Per parte nostra torniamo a ribadire che il terremoto ha interessato una parte rilevante delle aree interne dell’Abruzzo, zone già soggette a uno spopolamento dovuto a carenza di servizi sanitari, infrastrutture, trasporti, scuole e lavoro. Basti pensare che nella sola Asl della provincia dell’Aquila mancano oltre 700 unità lavorative, con la conseguente riduzione dei servizi e liste di attesa sempre più lunghe che limitano il diritto costituzionale alla cura e alla salute.

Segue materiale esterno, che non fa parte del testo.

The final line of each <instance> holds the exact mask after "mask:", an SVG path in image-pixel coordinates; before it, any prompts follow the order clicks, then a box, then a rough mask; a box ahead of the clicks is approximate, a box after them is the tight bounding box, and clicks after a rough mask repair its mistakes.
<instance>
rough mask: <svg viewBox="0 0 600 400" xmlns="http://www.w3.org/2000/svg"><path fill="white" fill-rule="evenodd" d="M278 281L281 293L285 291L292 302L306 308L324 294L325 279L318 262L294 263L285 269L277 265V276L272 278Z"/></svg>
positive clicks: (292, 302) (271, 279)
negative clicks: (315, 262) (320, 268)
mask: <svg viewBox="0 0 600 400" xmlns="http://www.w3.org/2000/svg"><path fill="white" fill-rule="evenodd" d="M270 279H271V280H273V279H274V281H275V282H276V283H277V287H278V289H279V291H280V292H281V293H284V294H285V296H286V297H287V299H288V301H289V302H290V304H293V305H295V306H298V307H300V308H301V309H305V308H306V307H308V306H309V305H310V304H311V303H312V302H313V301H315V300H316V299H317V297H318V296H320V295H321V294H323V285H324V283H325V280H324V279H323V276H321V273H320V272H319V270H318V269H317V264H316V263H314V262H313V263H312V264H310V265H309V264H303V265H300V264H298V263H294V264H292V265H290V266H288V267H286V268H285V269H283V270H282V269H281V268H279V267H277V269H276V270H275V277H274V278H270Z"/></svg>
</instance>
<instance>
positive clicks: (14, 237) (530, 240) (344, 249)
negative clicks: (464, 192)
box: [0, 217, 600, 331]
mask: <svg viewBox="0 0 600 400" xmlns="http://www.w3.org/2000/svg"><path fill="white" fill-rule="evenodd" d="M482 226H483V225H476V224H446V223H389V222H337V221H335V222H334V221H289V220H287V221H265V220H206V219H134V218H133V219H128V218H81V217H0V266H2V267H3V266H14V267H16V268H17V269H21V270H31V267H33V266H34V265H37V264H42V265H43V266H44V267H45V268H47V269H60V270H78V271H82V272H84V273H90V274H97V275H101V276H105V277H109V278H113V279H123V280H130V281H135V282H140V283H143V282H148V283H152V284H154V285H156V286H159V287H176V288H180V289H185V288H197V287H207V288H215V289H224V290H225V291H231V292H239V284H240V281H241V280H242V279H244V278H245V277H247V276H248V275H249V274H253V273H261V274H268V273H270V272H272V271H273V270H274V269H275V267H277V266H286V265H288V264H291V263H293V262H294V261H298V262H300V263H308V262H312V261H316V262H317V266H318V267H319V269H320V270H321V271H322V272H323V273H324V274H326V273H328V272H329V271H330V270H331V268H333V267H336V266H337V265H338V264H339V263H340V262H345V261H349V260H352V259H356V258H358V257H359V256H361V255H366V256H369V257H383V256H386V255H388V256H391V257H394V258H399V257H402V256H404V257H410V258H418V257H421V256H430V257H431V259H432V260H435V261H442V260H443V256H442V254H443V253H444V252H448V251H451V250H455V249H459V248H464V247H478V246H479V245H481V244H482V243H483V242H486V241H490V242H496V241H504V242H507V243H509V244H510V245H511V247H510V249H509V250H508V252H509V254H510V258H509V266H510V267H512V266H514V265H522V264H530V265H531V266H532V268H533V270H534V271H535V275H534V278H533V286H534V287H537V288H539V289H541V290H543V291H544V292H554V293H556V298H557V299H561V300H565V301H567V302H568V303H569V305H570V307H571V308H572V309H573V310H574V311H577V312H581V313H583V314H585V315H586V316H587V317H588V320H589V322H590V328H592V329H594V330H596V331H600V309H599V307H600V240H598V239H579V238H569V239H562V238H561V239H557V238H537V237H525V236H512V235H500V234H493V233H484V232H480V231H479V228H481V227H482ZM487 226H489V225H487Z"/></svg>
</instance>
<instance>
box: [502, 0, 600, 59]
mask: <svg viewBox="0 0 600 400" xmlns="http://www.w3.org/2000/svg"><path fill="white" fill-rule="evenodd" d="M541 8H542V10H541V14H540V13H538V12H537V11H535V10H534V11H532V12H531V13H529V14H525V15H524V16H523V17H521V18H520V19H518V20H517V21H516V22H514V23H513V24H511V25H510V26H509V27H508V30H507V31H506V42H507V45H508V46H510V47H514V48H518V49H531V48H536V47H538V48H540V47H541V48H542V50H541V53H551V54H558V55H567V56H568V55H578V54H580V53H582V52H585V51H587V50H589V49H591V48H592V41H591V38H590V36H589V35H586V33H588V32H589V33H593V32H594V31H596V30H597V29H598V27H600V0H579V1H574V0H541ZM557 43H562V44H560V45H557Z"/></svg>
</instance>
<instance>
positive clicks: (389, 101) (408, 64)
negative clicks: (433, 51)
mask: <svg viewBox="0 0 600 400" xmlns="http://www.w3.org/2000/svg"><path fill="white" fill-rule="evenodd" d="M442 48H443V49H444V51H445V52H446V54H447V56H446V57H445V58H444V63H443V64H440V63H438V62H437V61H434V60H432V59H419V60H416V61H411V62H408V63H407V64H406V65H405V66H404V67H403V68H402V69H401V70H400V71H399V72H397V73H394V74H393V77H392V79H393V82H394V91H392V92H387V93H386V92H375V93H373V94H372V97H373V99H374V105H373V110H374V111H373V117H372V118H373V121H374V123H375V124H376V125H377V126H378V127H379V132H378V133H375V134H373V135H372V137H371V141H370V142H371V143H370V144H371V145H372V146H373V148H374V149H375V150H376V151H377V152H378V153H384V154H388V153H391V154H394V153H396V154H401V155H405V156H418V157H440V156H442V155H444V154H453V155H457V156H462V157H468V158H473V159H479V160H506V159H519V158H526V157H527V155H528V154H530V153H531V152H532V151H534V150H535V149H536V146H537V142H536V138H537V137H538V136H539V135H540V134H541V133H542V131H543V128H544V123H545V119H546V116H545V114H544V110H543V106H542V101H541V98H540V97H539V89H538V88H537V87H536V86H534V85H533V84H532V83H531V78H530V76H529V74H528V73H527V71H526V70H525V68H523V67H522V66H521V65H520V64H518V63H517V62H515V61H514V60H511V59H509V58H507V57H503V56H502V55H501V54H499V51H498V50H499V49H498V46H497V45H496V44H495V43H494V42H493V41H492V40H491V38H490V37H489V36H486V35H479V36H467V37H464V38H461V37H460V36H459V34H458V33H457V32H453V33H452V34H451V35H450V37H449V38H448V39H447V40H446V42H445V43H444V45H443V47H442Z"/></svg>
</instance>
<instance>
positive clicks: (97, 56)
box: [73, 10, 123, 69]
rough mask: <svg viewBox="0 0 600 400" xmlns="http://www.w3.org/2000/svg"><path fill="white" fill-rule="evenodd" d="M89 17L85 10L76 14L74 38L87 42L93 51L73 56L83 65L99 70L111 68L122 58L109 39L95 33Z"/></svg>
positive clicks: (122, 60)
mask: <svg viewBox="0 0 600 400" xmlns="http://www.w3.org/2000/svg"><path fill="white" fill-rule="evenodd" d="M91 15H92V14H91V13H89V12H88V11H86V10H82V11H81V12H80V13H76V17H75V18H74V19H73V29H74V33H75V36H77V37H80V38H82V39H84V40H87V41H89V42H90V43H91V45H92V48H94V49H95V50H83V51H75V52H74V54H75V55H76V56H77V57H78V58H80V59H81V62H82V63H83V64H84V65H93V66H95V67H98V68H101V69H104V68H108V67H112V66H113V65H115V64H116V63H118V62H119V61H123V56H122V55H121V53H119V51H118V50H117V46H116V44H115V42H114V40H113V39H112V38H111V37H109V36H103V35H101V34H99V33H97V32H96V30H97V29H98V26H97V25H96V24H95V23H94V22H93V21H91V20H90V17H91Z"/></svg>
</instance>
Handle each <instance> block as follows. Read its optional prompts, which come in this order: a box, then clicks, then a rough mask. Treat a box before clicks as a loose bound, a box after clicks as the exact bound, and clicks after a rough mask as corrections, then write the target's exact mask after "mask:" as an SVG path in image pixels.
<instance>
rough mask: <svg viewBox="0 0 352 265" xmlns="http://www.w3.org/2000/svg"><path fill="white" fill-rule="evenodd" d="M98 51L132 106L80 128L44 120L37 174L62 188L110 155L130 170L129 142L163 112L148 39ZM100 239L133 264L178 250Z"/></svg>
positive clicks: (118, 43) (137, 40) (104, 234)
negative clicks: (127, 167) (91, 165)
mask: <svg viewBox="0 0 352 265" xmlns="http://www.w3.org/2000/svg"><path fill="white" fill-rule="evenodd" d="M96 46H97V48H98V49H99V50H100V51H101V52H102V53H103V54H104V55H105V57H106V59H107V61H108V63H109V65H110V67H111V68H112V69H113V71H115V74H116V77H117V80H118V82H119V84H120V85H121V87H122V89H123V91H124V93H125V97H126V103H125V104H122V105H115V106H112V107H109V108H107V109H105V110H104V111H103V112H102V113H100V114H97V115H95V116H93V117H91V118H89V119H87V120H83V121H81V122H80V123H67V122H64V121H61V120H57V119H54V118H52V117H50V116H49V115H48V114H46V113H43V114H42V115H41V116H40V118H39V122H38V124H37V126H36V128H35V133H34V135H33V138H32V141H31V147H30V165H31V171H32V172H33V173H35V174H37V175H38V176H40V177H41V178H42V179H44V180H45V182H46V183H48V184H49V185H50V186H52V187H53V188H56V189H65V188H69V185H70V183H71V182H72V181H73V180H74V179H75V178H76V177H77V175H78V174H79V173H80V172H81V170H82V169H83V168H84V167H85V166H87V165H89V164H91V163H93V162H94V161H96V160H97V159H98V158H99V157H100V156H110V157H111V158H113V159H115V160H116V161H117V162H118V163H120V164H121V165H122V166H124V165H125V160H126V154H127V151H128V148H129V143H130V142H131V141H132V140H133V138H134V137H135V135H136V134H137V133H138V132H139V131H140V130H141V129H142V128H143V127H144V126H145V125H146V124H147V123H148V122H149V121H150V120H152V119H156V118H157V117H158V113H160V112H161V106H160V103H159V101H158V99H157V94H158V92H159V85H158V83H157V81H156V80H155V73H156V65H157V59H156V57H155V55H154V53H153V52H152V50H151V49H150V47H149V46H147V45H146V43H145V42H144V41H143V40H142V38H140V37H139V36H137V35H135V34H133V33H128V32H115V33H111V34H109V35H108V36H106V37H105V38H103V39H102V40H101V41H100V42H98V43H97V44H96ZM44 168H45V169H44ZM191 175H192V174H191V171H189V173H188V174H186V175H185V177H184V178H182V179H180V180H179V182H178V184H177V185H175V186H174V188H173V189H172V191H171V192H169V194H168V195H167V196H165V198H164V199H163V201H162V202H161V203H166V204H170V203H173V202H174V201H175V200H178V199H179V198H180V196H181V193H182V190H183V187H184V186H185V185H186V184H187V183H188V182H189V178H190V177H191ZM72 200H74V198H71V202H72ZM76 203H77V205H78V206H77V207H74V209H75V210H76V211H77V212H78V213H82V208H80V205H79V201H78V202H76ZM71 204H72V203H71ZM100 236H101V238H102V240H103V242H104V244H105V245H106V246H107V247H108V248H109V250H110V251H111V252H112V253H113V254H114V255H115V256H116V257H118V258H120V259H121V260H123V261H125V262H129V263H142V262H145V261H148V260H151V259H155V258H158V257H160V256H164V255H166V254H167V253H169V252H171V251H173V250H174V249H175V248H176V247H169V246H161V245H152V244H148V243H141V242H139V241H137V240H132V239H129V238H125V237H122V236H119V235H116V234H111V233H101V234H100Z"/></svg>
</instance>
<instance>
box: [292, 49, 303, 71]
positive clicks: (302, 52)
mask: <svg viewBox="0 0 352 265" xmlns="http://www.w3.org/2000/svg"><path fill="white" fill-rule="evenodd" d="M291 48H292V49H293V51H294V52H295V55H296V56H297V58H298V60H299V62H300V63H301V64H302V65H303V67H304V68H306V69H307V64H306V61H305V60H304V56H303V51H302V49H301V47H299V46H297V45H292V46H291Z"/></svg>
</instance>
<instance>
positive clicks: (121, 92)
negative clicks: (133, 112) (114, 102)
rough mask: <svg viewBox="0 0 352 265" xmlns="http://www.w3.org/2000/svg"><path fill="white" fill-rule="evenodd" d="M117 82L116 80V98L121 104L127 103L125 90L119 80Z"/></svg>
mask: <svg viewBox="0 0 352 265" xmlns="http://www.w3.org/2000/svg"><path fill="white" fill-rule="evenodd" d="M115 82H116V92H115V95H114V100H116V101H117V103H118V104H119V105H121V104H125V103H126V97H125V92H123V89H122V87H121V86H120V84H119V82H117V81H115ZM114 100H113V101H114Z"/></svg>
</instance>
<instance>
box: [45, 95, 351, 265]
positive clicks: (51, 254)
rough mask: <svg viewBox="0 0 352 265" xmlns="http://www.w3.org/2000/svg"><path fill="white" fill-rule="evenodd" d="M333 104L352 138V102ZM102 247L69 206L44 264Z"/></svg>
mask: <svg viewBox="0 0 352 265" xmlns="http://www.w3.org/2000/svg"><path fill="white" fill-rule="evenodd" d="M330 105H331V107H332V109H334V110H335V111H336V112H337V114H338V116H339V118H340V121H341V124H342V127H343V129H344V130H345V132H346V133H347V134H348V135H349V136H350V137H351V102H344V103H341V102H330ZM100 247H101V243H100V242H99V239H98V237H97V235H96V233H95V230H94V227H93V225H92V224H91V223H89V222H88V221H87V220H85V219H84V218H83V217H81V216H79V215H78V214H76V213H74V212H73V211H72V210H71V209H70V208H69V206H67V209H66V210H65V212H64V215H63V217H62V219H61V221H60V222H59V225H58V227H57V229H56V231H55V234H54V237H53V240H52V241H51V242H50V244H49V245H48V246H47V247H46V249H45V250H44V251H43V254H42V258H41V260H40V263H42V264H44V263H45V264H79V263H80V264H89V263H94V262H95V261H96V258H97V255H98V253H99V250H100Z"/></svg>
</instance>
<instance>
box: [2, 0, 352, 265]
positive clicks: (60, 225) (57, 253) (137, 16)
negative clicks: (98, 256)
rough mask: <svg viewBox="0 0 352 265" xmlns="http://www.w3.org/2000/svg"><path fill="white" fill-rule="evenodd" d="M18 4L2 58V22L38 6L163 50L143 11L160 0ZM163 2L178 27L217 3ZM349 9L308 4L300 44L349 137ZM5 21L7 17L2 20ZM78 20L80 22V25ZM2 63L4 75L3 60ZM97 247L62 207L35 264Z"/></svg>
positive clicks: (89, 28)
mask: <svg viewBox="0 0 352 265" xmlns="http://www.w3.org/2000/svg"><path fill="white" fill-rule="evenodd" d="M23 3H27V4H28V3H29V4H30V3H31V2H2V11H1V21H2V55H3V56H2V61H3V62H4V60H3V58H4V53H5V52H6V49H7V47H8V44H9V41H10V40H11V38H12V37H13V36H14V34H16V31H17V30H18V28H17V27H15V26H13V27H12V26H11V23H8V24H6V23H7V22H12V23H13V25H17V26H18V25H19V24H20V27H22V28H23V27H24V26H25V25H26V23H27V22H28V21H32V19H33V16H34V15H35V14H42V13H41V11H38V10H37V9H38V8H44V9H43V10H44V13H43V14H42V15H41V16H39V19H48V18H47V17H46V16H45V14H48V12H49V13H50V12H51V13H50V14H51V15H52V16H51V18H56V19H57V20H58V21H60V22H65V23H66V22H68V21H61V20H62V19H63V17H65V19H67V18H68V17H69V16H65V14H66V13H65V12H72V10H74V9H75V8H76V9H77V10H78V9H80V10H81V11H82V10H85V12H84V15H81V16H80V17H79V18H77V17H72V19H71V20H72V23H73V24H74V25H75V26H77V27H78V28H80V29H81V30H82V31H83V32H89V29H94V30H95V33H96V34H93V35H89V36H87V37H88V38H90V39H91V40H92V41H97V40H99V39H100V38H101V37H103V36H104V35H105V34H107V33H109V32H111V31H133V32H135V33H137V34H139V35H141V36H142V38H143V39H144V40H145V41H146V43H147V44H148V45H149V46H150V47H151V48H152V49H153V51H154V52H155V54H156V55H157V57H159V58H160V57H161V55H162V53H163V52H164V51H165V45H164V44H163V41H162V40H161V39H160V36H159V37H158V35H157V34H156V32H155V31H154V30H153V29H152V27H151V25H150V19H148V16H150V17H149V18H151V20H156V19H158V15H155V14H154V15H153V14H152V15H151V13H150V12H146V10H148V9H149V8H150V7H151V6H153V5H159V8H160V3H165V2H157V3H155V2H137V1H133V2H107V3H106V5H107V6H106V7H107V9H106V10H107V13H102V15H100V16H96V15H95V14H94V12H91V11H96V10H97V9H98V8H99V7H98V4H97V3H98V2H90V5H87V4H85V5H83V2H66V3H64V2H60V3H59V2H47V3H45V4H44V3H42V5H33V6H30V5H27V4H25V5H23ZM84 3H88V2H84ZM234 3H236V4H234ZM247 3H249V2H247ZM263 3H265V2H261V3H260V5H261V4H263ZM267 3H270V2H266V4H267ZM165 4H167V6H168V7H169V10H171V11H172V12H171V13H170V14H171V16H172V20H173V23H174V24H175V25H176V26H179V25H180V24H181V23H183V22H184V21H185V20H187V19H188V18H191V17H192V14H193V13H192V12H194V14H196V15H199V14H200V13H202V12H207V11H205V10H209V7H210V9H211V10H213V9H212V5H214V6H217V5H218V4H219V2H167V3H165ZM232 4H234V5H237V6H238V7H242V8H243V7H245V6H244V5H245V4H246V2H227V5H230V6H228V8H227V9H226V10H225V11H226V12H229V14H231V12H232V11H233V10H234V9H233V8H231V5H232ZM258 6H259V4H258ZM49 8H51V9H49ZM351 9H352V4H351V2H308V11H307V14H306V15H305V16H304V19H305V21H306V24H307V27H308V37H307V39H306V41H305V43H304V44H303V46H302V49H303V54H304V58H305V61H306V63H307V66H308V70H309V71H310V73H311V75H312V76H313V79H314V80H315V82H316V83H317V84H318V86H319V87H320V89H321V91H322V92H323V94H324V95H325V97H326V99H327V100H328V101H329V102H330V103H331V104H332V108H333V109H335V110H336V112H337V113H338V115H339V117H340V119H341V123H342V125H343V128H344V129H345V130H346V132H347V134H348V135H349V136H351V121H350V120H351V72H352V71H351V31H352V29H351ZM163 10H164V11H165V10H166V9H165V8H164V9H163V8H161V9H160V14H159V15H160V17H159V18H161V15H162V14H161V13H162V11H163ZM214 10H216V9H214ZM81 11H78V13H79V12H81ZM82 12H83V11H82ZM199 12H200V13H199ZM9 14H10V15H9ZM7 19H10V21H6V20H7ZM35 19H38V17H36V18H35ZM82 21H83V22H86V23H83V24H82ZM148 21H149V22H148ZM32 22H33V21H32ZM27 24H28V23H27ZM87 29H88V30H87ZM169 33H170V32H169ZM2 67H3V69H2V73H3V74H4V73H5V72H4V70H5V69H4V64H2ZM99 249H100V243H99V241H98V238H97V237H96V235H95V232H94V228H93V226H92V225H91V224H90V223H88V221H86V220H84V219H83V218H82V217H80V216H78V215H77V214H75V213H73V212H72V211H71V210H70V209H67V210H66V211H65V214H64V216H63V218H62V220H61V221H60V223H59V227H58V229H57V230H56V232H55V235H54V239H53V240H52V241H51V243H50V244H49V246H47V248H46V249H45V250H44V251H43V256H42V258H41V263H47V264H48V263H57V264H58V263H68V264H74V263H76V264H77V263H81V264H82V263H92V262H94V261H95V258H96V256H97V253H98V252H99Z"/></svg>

In considerazione di tutto ciò, dell’andamento economico e occupazione a seguito del terremoto, torniamo a ribadire l’urgenza di mettere in campo strumenti straordinari di intervento finalizzati alla ripresa dei territori colpiti dal sisma, a partire da un’accelerazione dei tempi e delle procedure per l’utilizzo dei fondi del 4% per il rilancio delle attività produttive, passando per un intervento straordinario che riguardi sanità, trasporti, infrastrutture, scuole e messa in sicurezza del territorio.

Come abbiamo sempre sostenuto il governo e il Parlamento devono assumere la ricostruzione del sisma del 2009 come priorità nazionale nell’agire politico quotidiano.

I cittadini che vivono il nostro territorio continueranno a rivendicare una ripresa economica, sociale ed occupazionale: il diritto di poter continuare a vivere in provincia dell’Aquila. Insieme lo abbiamo fatto con manifestazioni e mobilitazioni, riportando all’attenzione nazionale le criticità che hanno attraversato le diverse fasi della ricostruzione, continueremo a farlo con forza per chiedere al Parlamento e al governo una legge quadro sugli eventi calamitosi che possa regolamentare non solo la prima emergenza ma anche la ricostruzione fisica, economica e sociale, affinché vi possa essere una vera continuità e celerità per il rilancio dei territori che subiscono eventi naturali catastrofici.

Significativo infine il dato della spesa della fase emergenziale post-sisma sostenuta dalla Protezione Civile e dal Commissario Straordinario per la gestione della prima emergenza, l’assistenza alla popolazione, gli interventi di ripristino urgenti, la costruzione degli insediamenti abitativi temporanei e gli espropri: una spesa quantizzabile in quasi 2 miliardi di euro.